According to AudioEye, screen readers allow blind people to use the web both online and offline. The applications allow users to navigate through web pages, site maps, and other interactive content without keyboard shortcuts or mouse clicks.
3. What Technically Constitutes Website Accessibility?
The World Wide Web Consortium (W3C) has established the following baseline guidelines for accessible web design. These guidelines address many categories of disabilities such as, but not limited to: visual, auditory, and cognitive impairments; motor impairments; and learning disabilities. When you design a website with accessibility in mind, you must adhere to these guidelines.
The W3C recommends that websites include text alternatives for non-text assets and provide descriptive tab and keyboard shortcuts where applicable. It’s also imperative that you test your website using screen readers to ensure that users with visual disabilities can access your content.
4. What are WCAG 2.0 Guidelines?
W3C has released the Web Content Accessibility Guidelines 2.0 (WCAG 2.0), which are more comprehensive than previous versions of the guidelines, providing more guidance for developers on how to make websites accessible.
When you design a website using these guidelines, it ensures that your site is accessible to users with a wide variety of impairments, including those who have cognitive disabilities.

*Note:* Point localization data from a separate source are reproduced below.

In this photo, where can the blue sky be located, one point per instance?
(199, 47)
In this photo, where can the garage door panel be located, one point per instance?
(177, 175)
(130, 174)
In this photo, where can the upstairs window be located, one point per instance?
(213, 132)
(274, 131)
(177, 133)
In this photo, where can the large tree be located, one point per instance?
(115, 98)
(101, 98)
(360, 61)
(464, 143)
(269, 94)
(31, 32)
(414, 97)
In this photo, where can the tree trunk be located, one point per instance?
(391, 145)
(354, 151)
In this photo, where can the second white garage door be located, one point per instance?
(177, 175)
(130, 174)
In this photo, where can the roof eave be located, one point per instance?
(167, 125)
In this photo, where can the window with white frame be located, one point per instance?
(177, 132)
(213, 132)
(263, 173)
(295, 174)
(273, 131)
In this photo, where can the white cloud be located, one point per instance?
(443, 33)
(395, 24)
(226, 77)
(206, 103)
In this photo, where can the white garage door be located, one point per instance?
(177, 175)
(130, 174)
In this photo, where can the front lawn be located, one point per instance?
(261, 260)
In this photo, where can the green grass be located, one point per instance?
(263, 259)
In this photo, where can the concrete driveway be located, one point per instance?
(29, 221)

These guidelines also establish a baseline to which you need to adhere to be considered compliant with WCAG 2.0.
5. How Do You Accessibility Test Your Website?
There are many website accessibility checker available, but the two most important are the WebAIM Text Alternatives Generator (TAC) and the WCAG Compliance Checker Pro. The TAC helps identify text alternatives for all content on your site, while the WCAG Compliance Checker Pro is a plugin for Chrome that puts your site through a series of tests to ensure that it meets WCAG 2.0 guidelines.
6. What Is the Cost of Website Accessibility?
Even though it may seem like a small consideration, making sure your website is fully accessible (i.e., compliant with WCAG 2.0) can make a huge difference in your bottom line by ensuring that users with disabilities can access your content easily and effectively.
There are many accessibility testing tools available, but the two most important are the WebAIM Text Alternatives Generator (TAC) and the WCAG Compliance Checker Pro. The TAC helps identify text alternatives for all content that you have on your site. The WCAG Compliance Checker Pro is a plugin for Chrome that puts your site through a series of tests to ensure that it meets WCAG 2.0 guidelines.
Accessible websites are becoming increasingly necessary. More users with disabilities than ever before, including an ageing population prone to visual impairments. These users are searching for businesses that can easily accommodate their needs—whether it’s your site they’re looking at or that of a competitor. And whether you realize it or not, your website is probably turning away users with disabilities.